More surprising however is a vision of Burroughs as pliant author. Ginsberg receives instructions to ensure material is acceptable to potential publishers, commerciality considered a reason enough for change. The book ends with the storm of controversy and legal difficulties that greeted The Naked Lunch's eventual Parisian publication.

Less well documented previously, and therefore even more intriguing, is a curious romanticism, from an unexpected tenderness towards his then boyfriend, Kiki (also key to Cronenberg's text), to longings for Ginsberg (by now the nascent poet of Howl). It is indeed this and the often scatological humour that keeps these letters from being just dry academia. Editor Oliver Harris is to be commended for performing his task near flawlessly, from the copious footnotes, to an extensive introduction detailing known information for the period -- a useful screen through which to filter Burroughs' own thoughts -- ensuring the reader access to all the salient facts.

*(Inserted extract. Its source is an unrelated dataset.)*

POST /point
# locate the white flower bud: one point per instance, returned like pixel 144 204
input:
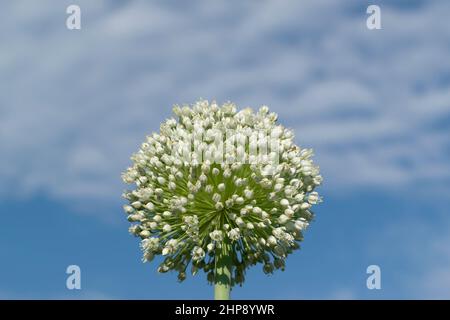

Of course, any notion that Burroughs the man is at once his own very best creation is efficiently derided as "pansy shit about living his art", but this volume makes undeniable the sense that, like it or not, the ornery croak-voiced, gun-toting junk prophet is as much his own character as any Spare Ass Annie or Dr Benway. This is an elaborate, often absurd life, self-documented with some accuracy in his fiction, but The Letters is the pure, undiluted Burroughs mindset, and leaves the case to be made for this colossal, indispensable tome as his undisputed masterpiece.